Photo du rédacteur: Catherine JubertCatherine Jubert

En quoi l’écriture en atelier est-elle thérapeutique ?


Alors que les effets thérapeutiques de la peinture, du modelage, de la musique, de la danse… ne sont plus à prouver, l’écriture, quant à elle, bénéficie encore d’une certaine défiance. Elle est souvent utilisée en complément ou à l’appui d’autres médiations, mais rarement seule. Il faut dire que l’écriture, objet de toutes les stigmatisations et dont la maîtrise est valorisée dans notre société, renvoie certains participants à de douloureuses situations d’échecs scolaires. Face à une médiation supposée élitiste, certains évoquent d’anciennes angoisses scolaires, en envisageant l’écriture non sous l’angle pur du plaisir, mais sous celui de la maîtrise orthographique, syntaxique ou même graphique. Leurs paroles en ateliers sont révélatrices de ces moments d’anxiété : « je n’ai jamais été bon en orthographe ou en rédaction », « je fais trop de ratures », « je crois que je n’ai pas respecté la consigne », « je ne vais jamais arriver à me relire », « est-ce que j’ai le droit de... ? ». D’autres évoquent des souvenirs d’enseignants traumatisants qui tapaient sur les doigts des enfants pour les obliger à écrire de la « bonne » main, la droite. Certains avouent être venus à l’atelier « la boule au ventre » mais être repartis « léger comme une plume ».

Que s’est-il donc produit entre ces deux moments d’atelier ? Quels sont les mécanismes et leviers propres au médium écriture qui ont levé les angoisses initiales et favorisé le changement dans le vécu de l’atelier ? Quels liens se sont réparés, retissés et ont permis de renouer avec le plaisir et avec soi ?

En d’autres termes, en quoi l’écriture est-elle thérapeutique ?


L’écriture comme de reprise entre soi et les autres.

Les notions de reprise et de « raccommodage » sont particulièrement pertinentes lorsque l’on parle de l’écriture de textes car la métaphore couturière nous renvoie à l’origine même du mot texte qui vient du latin textus, signifiant « tissu ».

L’écriture peut alors être comparée au tissage d’un tissu, reliant des signifiant les uns aux autres pour former un texte. De l’informe provient une mise en forme, une réorganisation du chaos des idées par la pensée. C’est ce que permettent par exemple les ateliers d’écriture de soi ou autobiographiques en favorisant la prise de recul par rapport à des événements passés, parfois traumatiques.

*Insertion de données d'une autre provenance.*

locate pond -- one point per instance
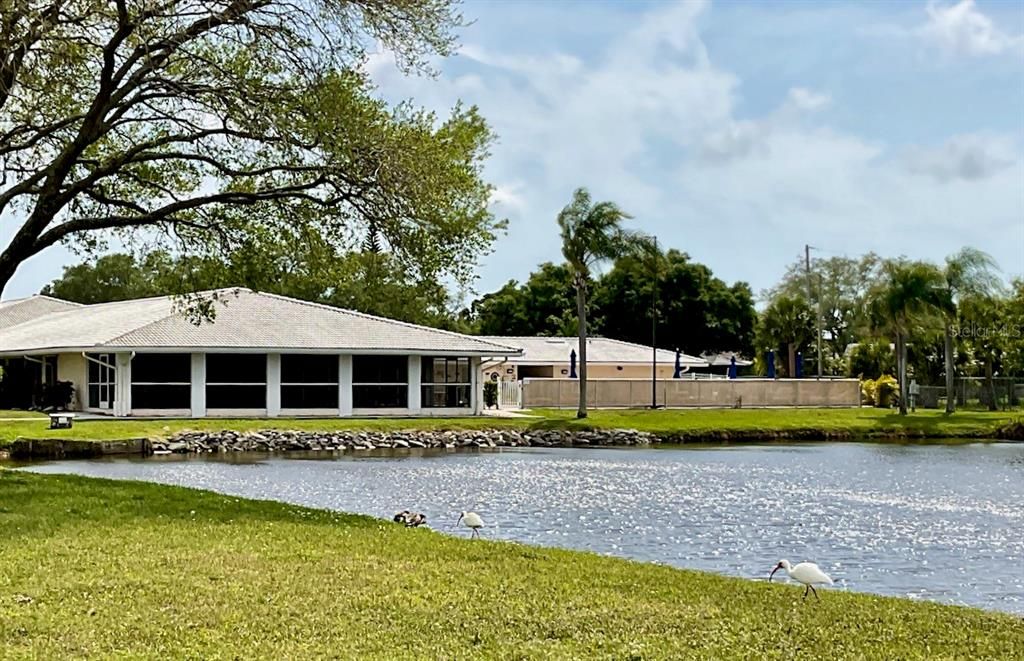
(941, 522)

L’écriture n’est pas seulement le lieu de la reprise de soi à soi, elle est également inscription du corps dans l’espace

« L’écriture est affaire de mains et de corps peut-être avant d’être affaire de tête », écrit François Bon, animateur d’atelier d’écriture, auteur et dramaturge, intervenant auprès de publics divers. En atelier, chacun prend sa place, celle qu’il n’aime généralement pas voir occupée par d’autres, puis investit son espace de travail comme son territoire. Il suffit, en effet d’observer le corps de l’écrivant qui sort de la dispersion dans laquelle il se trouvait en pénétrant dans la salle, pour se rassembler, se relier à lui-même en se penchant sur la feuille. Il suffit d’entendre le bruit des stylos qui griffent le papier, le raturent pour y laisser une trace matérielle visible de tous. Cette concentration est toujours fascinante. L’investissement spatio-temporel de la page par l’écriture est une première inscription tangible de son rapport au monde et à l’autre. Même le choix de la prise en main du cahier, l’occupation de l’espace matériel de la feuille permettent de donner une première inscription de soi et offre une prise sur un univers qui tend parfois à se dérober. Il n’est qu’à voir la jubilation de certains participants à feuilleter leur cahier rempli de textes. « J’ai déjà écrit tout ça ! ».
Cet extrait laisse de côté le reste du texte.